A generally common technical thread running through these inventions is that a sensor puts out a signal that directly represents the measured parameter. The output signal may be linear or non-linear. If the signal is non-linear it may be processed to develop a linear result. If the signal is a simple change in voltage or resistance, a processing stage can convert the signal to another form for transmission, e.g. a voltage signal may be converted into PWM for transmission.

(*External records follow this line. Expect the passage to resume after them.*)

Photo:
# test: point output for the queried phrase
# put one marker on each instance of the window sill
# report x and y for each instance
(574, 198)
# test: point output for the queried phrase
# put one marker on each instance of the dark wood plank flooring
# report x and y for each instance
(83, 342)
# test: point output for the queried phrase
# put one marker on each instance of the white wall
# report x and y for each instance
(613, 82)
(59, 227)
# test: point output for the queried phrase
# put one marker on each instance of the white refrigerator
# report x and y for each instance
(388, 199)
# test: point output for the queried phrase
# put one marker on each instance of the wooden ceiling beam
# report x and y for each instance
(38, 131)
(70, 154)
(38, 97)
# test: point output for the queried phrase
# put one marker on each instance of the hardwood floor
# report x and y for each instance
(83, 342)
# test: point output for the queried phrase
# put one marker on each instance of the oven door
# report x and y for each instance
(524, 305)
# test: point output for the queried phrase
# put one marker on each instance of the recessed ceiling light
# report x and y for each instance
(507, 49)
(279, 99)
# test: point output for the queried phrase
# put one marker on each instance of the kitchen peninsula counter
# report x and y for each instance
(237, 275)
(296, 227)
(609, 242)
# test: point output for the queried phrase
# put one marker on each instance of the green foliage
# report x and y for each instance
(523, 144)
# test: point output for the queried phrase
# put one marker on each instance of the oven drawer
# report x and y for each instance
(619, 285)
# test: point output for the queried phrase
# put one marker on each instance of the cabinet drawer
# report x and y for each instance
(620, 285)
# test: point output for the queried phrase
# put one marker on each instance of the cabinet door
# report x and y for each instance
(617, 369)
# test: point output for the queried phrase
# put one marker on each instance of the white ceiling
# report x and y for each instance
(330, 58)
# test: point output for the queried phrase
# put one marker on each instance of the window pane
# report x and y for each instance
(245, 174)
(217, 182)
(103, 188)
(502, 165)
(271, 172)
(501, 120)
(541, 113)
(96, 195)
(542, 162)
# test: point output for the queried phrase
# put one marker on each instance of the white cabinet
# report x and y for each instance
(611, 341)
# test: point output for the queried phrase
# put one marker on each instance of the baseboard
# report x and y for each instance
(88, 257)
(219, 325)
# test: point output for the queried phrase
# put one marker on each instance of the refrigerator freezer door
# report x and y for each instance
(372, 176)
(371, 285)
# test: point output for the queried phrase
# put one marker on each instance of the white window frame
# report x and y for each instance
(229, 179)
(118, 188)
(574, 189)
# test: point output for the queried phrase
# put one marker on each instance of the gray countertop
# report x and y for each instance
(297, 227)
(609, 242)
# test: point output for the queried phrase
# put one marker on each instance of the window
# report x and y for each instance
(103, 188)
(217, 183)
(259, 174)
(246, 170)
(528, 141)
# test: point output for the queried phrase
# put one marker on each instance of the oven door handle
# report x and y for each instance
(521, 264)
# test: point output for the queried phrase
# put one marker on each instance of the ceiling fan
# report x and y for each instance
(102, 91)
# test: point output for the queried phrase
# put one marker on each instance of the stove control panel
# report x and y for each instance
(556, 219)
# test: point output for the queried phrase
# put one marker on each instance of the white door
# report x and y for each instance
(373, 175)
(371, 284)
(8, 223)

Another parameter measurement technique is a closed-loop electronic method, balancing or compensating a changing parameter value that can be sensed in a closed-, analog, or digital loop rather than with a direct sensor output signal of a parameter measurement. In this case a second, controlled signal is used to generate a variable value of the parameter being measured. A sensor is used to detect the difference or superimposed interaction between the parameter signal to be measured and a secondary, controlled parameter value signal. When the controlled value and the unknown value match, i.e. balance, the sensor puts out a signal disclosing the match that is not dependent on the matching values. The value of the control signal needed for the secondary parameter value to match the unknown parameter value determines the value of the unknown signal. This is sometimes called a null or balance measurement. The parameter may be any generated physical signal such as from force, position, angle or magnetic field. A simple balance scale is an example of a force balancing measurement. An unknown weight in one tray is balanced by varying a known weight in the other tray until the scale pointer is at zero. The unknown weight then matches the known weight. The scale pivot only has to be good at zero balance. Accuracy is determined mostly by accuracy of the known weights that are used to balance the scale. The scale pivot reads zero at balance regardless of the weight being measured.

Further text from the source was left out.